The PBM business also has secured some significant wins. As of mid-July, on a 2012-impact basis, the PBM has won $4.8 billion in net new business, including the Federal Employee Program mail-order and specialty pharmacy services contracts.
“As we sit today, we will see net new  revenues in excess of $10 billion. And while many of the large contracts out for bid in 2012 have been decided, there are still opportunities for new business,” Merlo said. “Obviously, we are all very pleased [with] the progress we’ve made in both the  and  selling seasons and our significantly improved client retention rate.”
Merlo also said that the company has made progress on its previously announced five-point plan for PBM profit improvement, which includes:
- Achieve continued momentum in new business wins and strong client retention;
- Continue to develop and up-sell its unique clinical offerings;
- Drive growth in 90-day mail choice and generic dispensing rate;
- Focus on high-growth areas, especially Medicare Part D, specialty pharmacy and Aetna; and
- Execute successfully on the PBM streamlining initiative.
The retail segment experienced growth during the second quarter. Revenues in the retail pharmacy segment rose 3.6% to $14.8 billion. Same-store sales rose 2%, as pharmacy same-store sales rose 2.6%. Front-end same-store sales benefited from the shift in Easter holiday and rose 0.8%.
Net income for the quarter totaled $815 million, or 60 cents per share, compared with $821 million, or 60 cents per share, in the year-ago period. Excluding some items, earnings per share from continuing operations were 65 cents in the current quarter.
“We are relying on our ExtraCare loyalty program to drive profitable sales as opposed [to] what we call ‘empty sales’ — sales without a profit flow through.
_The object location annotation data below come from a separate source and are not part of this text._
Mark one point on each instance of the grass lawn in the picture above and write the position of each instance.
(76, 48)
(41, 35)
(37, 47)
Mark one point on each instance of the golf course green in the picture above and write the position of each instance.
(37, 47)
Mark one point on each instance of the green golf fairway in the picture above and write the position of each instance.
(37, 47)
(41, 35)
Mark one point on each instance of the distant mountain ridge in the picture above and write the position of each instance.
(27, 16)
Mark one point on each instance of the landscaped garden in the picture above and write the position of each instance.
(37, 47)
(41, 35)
So while sales were at the lower end of our guidance range, I’m pleased with our performance since we achieved higher front store margins in the quarter and record second-quarter retail operating margins,” Merlo said.
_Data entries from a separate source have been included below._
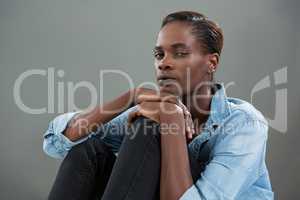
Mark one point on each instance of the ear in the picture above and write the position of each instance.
(213, 60)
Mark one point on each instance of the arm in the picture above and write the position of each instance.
(237, 161)
(176, 176)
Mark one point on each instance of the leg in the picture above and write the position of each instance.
(84, 172)
(136, 173)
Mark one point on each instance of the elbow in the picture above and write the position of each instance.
(51, 150)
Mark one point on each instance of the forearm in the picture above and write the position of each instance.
(175, 169)
(86, 122)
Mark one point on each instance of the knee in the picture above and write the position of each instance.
(88, 150)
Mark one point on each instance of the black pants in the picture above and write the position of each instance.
(91, 171)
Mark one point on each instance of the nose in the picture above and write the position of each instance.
(165, 63)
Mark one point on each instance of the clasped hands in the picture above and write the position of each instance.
(153, 104)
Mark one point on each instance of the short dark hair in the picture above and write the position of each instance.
(207, 32)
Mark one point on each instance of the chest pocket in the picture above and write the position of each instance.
(199, 161)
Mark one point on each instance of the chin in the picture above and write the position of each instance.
(171, 90)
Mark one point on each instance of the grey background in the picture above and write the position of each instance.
(82, 37)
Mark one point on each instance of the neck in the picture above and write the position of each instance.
(199, 104)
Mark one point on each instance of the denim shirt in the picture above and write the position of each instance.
(235, 137)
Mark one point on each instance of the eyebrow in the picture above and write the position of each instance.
(173, 46)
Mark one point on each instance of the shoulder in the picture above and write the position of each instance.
(244, 120)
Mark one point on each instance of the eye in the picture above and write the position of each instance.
(158, 55)
(181, 54)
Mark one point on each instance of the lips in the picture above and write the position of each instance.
(164, 80)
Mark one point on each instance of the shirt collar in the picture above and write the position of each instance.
(219, 108)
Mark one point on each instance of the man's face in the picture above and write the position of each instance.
(180, 65)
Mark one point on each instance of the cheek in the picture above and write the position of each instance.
(196, 73)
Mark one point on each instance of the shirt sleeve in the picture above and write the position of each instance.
(57, 145)
(237, 158)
Merlo noted that CVS' retail adherence program, internally known as the Patient Care Initiative, is now in its fourth year and, in the first half of this year alone, pharmacists performed nearly 30 million adherence interventions across the store base with “compelling results.” With first-fill counseling, patients are 15% more likely to get to the second fill; with adherence outreach, patients are 25% more likely to obtain their refill; and with new script pickup reminders, 20% of scripts are picked up that may have otherwise been returned to stock.
CVS Caremark's MinuteClinic business — which in recent weeks surpassed 10 million patient visits since opening its doors in 2000 — experienced a 28% increase in revenues during the second quarter and is on track to break even by the end of this year. There currently are 598 clinics in operation and the company plans to open 100 new MinuteClinic locations annually for the next five years.
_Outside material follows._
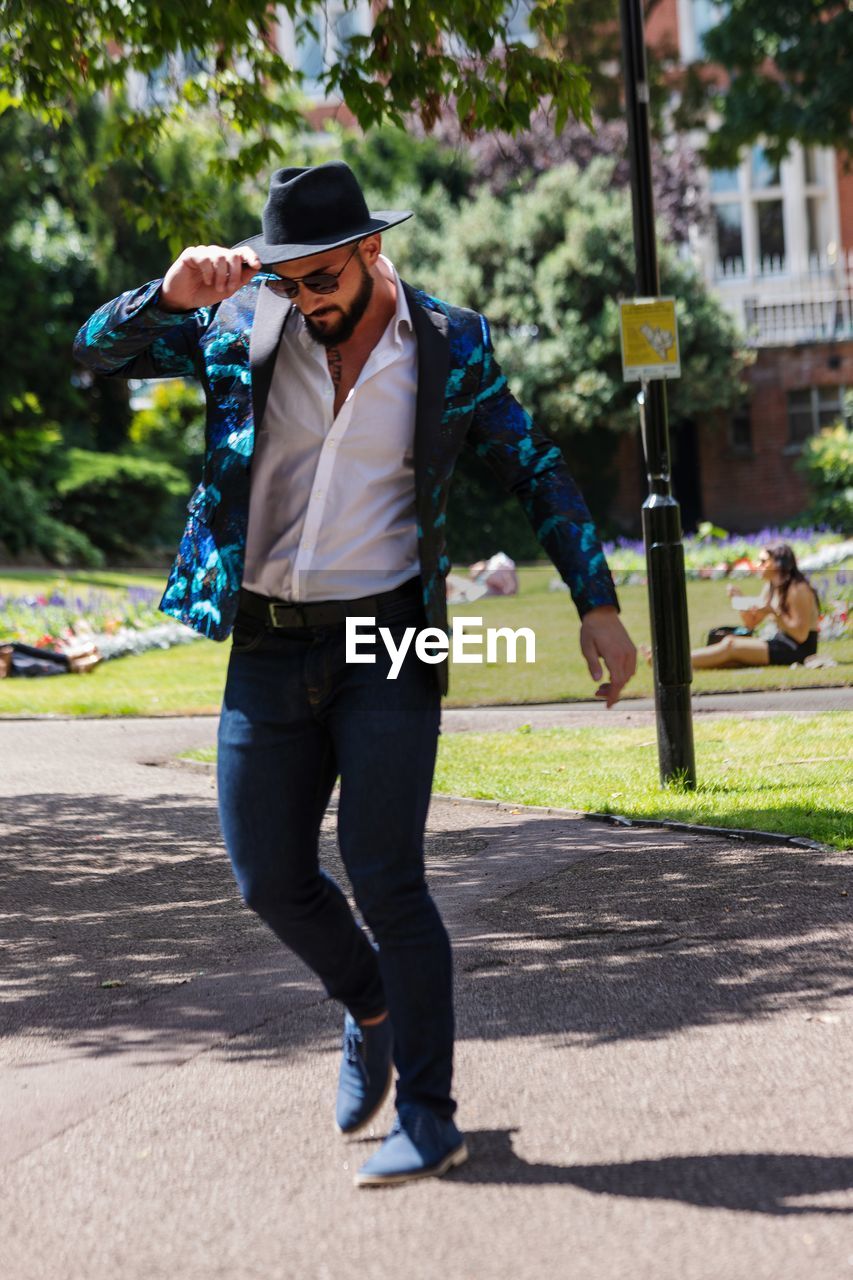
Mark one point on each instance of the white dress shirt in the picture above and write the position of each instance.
(332, 503)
“With this continued expansion, MinuteClinic will increase its role as a collaborator in developing integrated health networks and accountable care organizations. Over the past couple of years, we have formed some valuable affiliations with a number of leading health systems,” Merlo said.
Taking into account the solid results reported to date, the company narrowed its earnings per share guidance for the full year 2011. The company now expects adjusted earnings per share from continuing operations to be between $2.75 and $2.81, compared with its previous guidance of $2.72 and $2.82.
“I am very pleased with our second-quarter results, which came in at the high end of our guidance. We reported adjusted earnings per share from continuing operations of 65 cents with the PBM segment in line with our expectations, and the retail segment exceeding our expectations benefiting from solid expense control and higher-than-expected generic utilization positively impacting our gross margin,” Merlo said. “Additionally, we generated more than $800 million in free cash flow quarter and $2.4 billion year-to-date. So we are very confident that we will generate between $4 billion and $4.2 billion for the full year.”